Mortgage Lenders Not Passing On Base Rate Cut

September 5, 2016

 

Patricia Gibson has expressed her concerns that a month after the Bank of England’s 0.25% cut in base rates, savings have not been passed on to borrowers , whilst rates have already been cut for savers.

 

Research by Moneyfacts has found that many lenders are not passing on the reduction to borrowers on variable rates. Charlotte Nelson, finance expert at Moneyfacts, explained:

 

“Borrowers assume that a 0.25% cut in the base rate would make them financially better off, particularly if they were on a variable rate. However, this is unfortunately not the case, with almost half of lenders failing to pass this cut on to Standard Variable Rate (SVR) customers.”

 

The average SVR mortgage is down 0.09% month-on-month, from 4.80% at the start of August to 4.71% today. By comparison, the average two-year tracker mortgage decreased by 0.19 per cent from 2.13% to 1.94% and the lifetime tracker rate has fallen by an average of 0.24%, from 2.98% to 2.74%. The average fixed rate mortgage, meanwhile, decreased by only 0.03% from 2.48% to 2.45%.

 

Given that fixed rates are at all-time lows, borrowers sitting on their SVR could still be better off opting for a fixed rate according to Moneyfacts, whose calculations show that borrowers would be £121.51 a month better off (based on a £100,000 mortgage over a 25-year term on a capital and interest repayment basis) if they took out an average two-year fixed rate mortgage at 2.46%, rather than staying with an average SVR of 4.71%.

 

Tracker mortgages have also fallen foul of Moneyfacts scrutiny.

 

“The average two-year tracker rate has been reduced by 0.19%” said Ms Nelson. “Yet shockingly, some providers, pre-empting the announcement, chose to increase their variable rate products, meaning the reductions have been offset.
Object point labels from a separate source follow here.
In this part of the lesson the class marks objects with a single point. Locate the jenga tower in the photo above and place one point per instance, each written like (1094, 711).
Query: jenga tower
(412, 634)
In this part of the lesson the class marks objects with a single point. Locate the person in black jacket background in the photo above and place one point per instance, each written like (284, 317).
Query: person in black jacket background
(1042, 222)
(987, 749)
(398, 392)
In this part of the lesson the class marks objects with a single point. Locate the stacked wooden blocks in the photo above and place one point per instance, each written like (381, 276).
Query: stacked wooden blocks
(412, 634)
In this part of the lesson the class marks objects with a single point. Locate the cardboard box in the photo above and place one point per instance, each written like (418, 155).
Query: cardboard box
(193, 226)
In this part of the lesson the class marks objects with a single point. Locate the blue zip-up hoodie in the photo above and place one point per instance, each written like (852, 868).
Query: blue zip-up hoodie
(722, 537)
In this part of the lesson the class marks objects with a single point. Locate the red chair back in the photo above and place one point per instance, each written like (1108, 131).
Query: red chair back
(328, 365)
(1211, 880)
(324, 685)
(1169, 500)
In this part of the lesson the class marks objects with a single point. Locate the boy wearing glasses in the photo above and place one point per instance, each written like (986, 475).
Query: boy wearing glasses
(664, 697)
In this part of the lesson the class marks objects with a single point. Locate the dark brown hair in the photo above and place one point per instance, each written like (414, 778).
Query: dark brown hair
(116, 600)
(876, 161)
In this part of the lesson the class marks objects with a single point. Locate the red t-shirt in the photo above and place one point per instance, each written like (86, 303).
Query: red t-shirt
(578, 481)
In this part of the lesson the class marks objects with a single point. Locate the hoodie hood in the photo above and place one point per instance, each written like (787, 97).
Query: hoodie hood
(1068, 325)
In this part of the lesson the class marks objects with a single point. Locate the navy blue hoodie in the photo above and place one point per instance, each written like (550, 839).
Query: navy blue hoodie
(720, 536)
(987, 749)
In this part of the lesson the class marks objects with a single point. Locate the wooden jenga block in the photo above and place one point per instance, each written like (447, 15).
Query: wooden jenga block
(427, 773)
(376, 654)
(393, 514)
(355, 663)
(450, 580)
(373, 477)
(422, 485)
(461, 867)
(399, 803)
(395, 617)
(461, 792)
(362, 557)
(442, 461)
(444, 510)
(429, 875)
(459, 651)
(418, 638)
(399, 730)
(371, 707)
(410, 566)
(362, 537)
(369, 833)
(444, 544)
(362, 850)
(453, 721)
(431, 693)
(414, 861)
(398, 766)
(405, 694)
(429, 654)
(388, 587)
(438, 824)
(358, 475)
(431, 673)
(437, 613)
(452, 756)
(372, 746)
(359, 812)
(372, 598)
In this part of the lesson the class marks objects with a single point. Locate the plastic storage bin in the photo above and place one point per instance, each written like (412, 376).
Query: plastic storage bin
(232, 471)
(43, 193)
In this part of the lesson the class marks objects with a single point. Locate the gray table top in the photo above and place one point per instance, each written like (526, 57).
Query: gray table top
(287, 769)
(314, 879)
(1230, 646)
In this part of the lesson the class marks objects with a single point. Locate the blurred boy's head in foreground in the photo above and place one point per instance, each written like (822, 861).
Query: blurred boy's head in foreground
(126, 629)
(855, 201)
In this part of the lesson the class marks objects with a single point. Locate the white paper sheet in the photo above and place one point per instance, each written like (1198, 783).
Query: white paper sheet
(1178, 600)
During August, the average two-year variable tracker rate increased by 0.12%.”

 

Patricia added:

 

“Given the bumpy road ahead for the economy as Brexit looms, some providers are being cautious in their reaction to this new turn of events, with many choosing to wait and see to ensure they get the timing right.

 

“Of course, another explanation is that lenders are simply not passing on the rate cut to increase their profits, savers having had the interest paid to them cut much more quickly. Does anyone doubt that a rise in base rates would not be passed on almost immediately?

 

“Constituents with a mortgage could be better off waiting to see if rates can go even lower. Alternatively a low fixed rate mortgage might be the safest way to go with all the uncertainty at the moment.”